Hysterectomy, or removal of the uterus, is the second most common surgery among women, trailing only childbirth by cesarean section. A morcellator is sometimes used to cut the tissue into pieces for easier removal, but concerns are growing over the fact that morcellation can spread undetected cancer in the body. The main options for women include:
•Abdominal hysterectomy. Doctors remove the uterus intact, with rare exceptions, through at least a 5-inch incision in the lower part of the belly. The procedure has a longer recovery time, a larger scar and a higher risk of death than laparoscopic surgery, but it avoids the cancer risk associated with morcellation. It is usually chosen in cases of large pelvic tumors, adhesions or cancer.

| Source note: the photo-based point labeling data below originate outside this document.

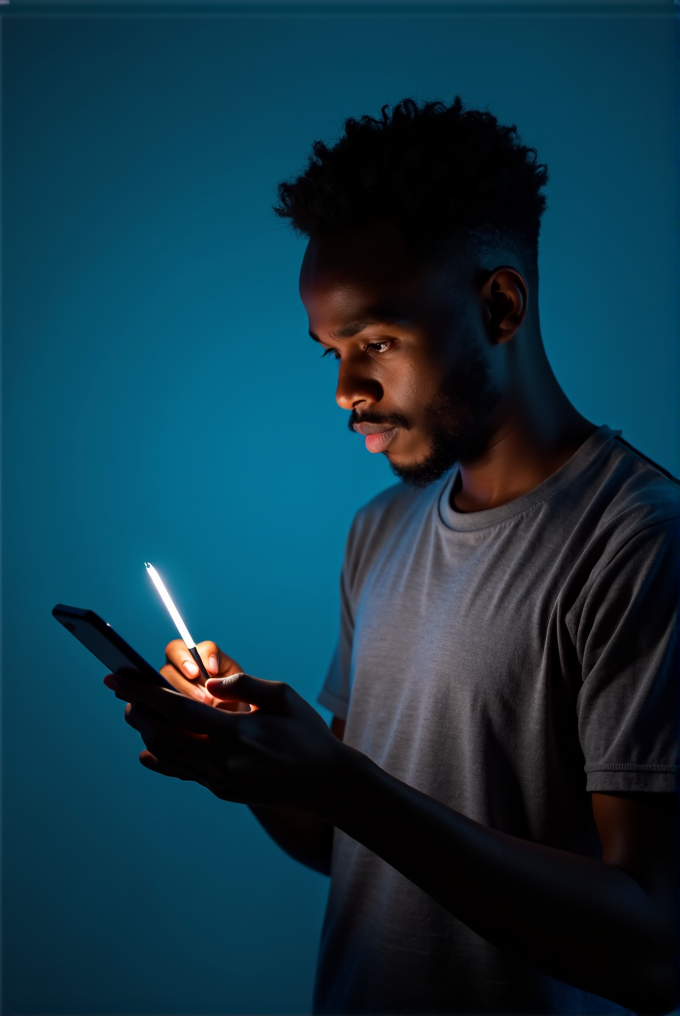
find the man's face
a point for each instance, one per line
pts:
(414, 368)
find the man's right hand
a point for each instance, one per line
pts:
(183, 674)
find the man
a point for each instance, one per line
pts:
(497, 810)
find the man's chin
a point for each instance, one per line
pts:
(422, 473)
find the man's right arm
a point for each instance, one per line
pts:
(303, 836)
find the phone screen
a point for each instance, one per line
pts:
(105, 643)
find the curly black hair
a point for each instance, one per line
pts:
(439, 172)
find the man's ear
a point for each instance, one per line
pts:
(504, 298)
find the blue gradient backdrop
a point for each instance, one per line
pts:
(162, 401)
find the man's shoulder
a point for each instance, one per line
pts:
(637, 489)
(399, 506)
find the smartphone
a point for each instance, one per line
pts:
(107, 644)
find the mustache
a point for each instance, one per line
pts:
(388, 419)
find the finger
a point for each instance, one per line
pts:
(269, 695)
(217, 662)
(192, 689)
(179, 656)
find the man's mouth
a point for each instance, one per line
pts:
(378, 436)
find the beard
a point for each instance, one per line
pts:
(457, 420)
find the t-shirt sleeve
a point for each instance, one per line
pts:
(627, 643)
(334, 694)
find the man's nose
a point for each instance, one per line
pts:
(355, 386)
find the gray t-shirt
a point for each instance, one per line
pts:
(505, 662)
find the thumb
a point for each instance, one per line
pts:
(267, 695)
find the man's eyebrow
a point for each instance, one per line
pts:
(349, 330)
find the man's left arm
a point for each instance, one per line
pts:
(609, 927)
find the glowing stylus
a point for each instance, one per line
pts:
(175, 615)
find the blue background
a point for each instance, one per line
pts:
(163, 401)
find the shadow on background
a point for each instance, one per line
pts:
(162, 401)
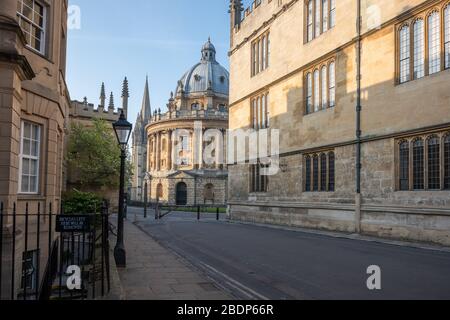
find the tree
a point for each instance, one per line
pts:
(93, 155)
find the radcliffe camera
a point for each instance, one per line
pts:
(224, 159)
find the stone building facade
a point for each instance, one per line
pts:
(319, 79)
(139, 148)
(34, 107)
(197, 117)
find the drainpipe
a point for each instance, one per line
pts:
(358, 121)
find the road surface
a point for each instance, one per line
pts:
(255, 262)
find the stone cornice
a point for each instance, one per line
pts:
(21, 61)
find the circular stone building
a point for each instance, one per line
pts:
(182, 167)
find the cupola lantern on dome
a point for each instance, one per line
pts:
(206, 76)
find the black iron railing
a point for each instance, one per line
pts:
(38, 248)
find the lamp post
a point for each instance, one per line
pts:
(122, 128)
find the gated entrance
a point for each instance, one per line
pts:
(58, 251)
(181, 194)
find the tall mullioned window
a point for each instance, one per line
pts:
(260, 112)
(447, 162)
(404, 166)
(31, 15)
(434, 45)
(404, 54)
(320, 172)
(418, 164)
(29, 158)
(434, 173)
(447, 35)
(308, 174)
(430, 169)
(419, 49)
(320, 17)
(424, 39)
(260, 54)
(320, 88)
(259, 180)
(308, 93)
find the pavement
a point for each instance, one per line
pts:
(156, 273)
(260, 262)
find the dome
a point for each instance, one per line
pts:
(207, 75)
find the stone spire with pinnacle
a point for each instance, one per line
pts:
(102, 95)
(125, 96)
(111, 102)
(146, 109)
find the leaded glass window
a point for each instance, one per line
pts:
(434, 45)
(404, 54)
(418, 164)
(434, 173)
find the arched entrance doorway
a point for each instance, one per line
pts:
(181, 194)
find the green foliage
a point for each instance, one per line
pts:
(94, 156)
(77, 202)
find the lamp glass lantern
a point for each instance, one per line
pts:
(122, 128)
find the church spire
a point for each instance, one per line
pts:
(146, 109)
(125, 96)
(102, 95)
(111, 102)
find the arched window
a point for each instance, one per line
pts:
(317, 18)
(315, 173)
(263, 53)
(316, 90)
(310, 20)
(308, 174)
(254, 114)
(447, 36)
(419, 49)
(308, 93)
(324, 88)
(323, 172)
(447, 162)
(434, 42)
(332, 13)
(263, 112)
(331, 172)
(332, 85)
(434, 173)
(404, 54)
(418, 165)
(324, 15)
(404, 166)
(209, 192)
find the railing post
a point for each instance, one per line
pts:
(13, 262)
(24, 272)
(38, 248)
(1, 247)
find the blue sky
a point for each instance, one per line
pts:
(159, 38)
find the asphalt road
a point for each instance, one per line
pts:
(255, 262)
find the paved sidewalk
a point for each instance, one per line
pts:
(156, 273)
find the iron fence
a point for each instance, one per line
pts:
(53, 256)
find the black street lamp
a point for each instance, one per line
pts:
(122, 128)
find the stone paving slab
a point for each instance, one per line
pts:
(155, 273)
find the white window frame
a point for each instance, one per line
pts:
(30, 157)
(42, 49)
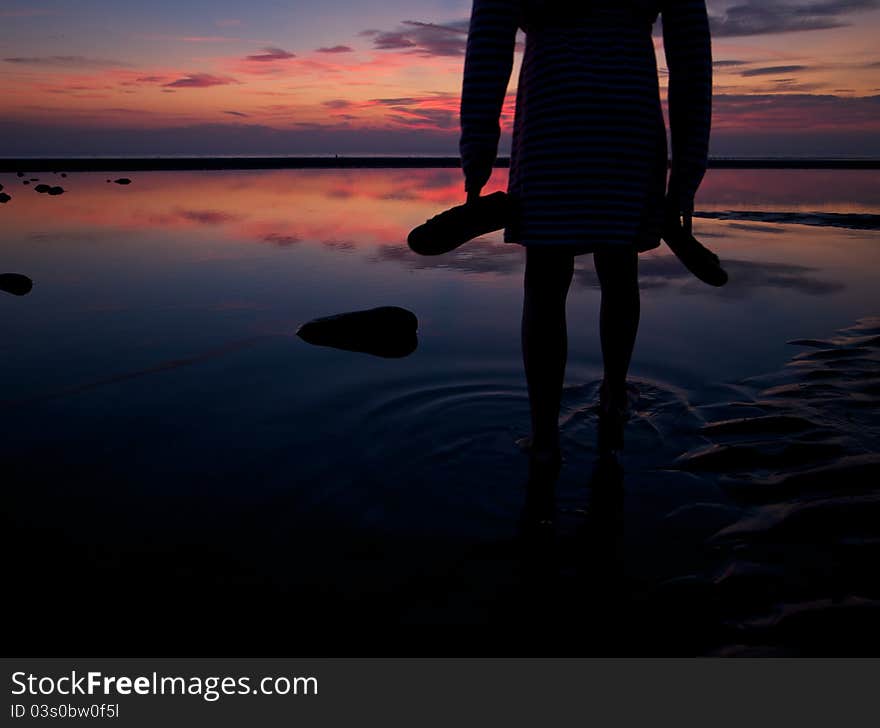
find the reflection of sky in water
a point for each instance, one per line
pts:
(169, 307)
(182, 262)
(154, 394)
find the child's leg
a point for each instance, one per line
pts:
(619, 315)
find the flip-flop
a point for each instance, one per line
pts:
(448, 230)
(697, 258)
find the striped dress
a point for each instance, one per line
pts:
(589, 155)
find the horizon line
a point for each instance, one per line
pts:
(141, 163)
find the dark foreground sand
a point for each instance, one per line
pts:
(748, 522)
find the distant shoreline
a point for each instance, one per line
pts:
(157, 164)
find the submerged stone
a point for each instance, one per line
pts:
(15, 283)
(387, 331)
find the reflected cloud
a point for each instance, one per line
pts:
(663, 271)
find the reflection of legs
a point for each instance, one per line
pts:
(619, 315)
(545, 343)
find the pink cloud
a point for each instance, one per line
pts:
(200, 80)
(271, 54)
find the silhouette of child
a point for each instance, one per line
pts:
(588, 167)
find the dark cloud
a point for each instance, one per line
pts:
(335, 49)
(200, 80)
(435, 118)
(759, 17)
(208, 217)
(772, 70)
(425, 39)
(271, 54)
(77, 61)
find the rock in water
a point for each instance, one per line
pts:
(387, 331)
(15, 283)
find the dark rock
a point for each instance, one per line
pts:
(387, 331)
(15, 283)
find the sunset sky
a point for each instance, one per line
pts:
(90, 77)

•Laparoscopic hysterectomy. Doctors make three to four small cuts in the abdomen and insert a laparoscope that allows them to see the pelvic organs and work with other surgical instruments. When the uterus is too large to be taken out intact, or the cervix is to be retained, physicians use a morcellator or a scalpel to cut up the uterus.
•Vaginal hysterectomy. Doctors make a cut inside the vagina, remove the uterus and close the incision with stitches. Research suggests the procedure is associated with comparable or better results and fewer complications than laparoscopic or abdominal hysterectomies, but not all women are appropriate candidates. It can involve morcellation if the organ is too large to be removed whole.